Kochmann was born in Wongrowitz, a town in Poland. He moved to Berlin, Germany with his family in 1921. His father was a butcher and his mother was a seamstress. After his schooling, Kochmann completed a commercial apprenticeship.

Kochmann was Jewish. He joined the Communist Youth League of Germany with in 1933 along with some Jewish friends. In 1934, he was charged with illegal activities, but was released due to a lack of evidence.

Kochmann married Sala Rosenbaum in 1938.

Sala and Martin Kochmann were an early members of the Baum Group, an anti-Nazi resistance group founded by Herbert Baum. The group printed and distributed anti-Nazi literature and organized activities. Martin Kochmann was friends with Herbert Baum since childhood.

On May 18, 1942, Sala and Martin Kochmann and other members of the Baum Group along with members of another anti-Nazi group set fire to Das Sowjetparadies (The Soviet Paradise), an anti-Soviet exhibit in Berlin's Lustgarten.

Sala was arrested on May 23, 1942. She jumped out of the window of the police station and was taken to the Jewish hospital due to her injuries.
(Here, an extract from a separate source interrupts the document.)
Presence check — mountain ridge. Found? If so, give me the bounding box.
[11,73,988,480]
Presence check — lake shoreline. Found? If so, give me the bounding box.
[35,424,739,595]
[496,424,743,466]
While there, she relayed information to other group members via Charlotte Pach, a nurse and Baum Group member who worked at the hospital. Sala was taken to her trial on a stretcher. She was executed on August 18, 1942.

After the attack, Martin Kochmann fled and went into hiding. He was caught by the Gestapo on October 7, 1942, and was executed at Berlin-Plötzensee prison on September 8, 1943.